We obtained the dissimilarity TOM via (1-TOM) and used the complete linkage hierarchical clustering to classify the taxa into different modules. We examined a range of a minimal number of taxa per module (3 and 40), displayed as different color patterns in box 2 of Fig. 2. There is an apparent and dynamic change with decreasing number of unique modules. The module became more stable as the number of unique modules reduced to less than 10, where more repetitive module patterns emerged. By default, C3NA combines all the unique module patterns equal to or greater than ten modules (Fig. 2, Additional file 1: Results and Fig. S8). Our investigation from C3NA has shown that it is important to focus on the region in which the resulted in different modular patterns (with decreasing number of unique modules) with each incrementing minimal module size. We investigated the difference between choosing different numbers of unique patterns and the optimal number of clusters and discovered that positive correlations within modules are stable when the user selects modules that still undergo shifting in terms of the number of resulting modules.

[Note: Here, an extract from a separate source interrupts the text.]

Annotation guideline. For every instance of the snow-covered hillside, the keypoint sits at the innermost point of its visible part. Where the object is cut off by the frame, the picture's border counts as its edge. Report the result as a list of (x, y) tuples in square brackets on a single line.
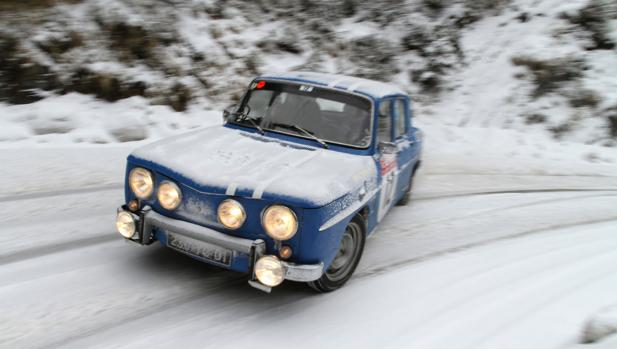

A more detailed investigation is in the Additional file 1: Results.

Once the module patterns are generated, the consensus-based module determination uses the Cluster-based Similarity Partitioning Algorithm (CSPA) [28]. We extract each taxa–taxa modular assignment and create an individual binary similarity matrix with the presence of taxa–taxa pairs in the same module as 1, otherwise 0. The consensus matrix is obtained via averaging all these similarity matrices.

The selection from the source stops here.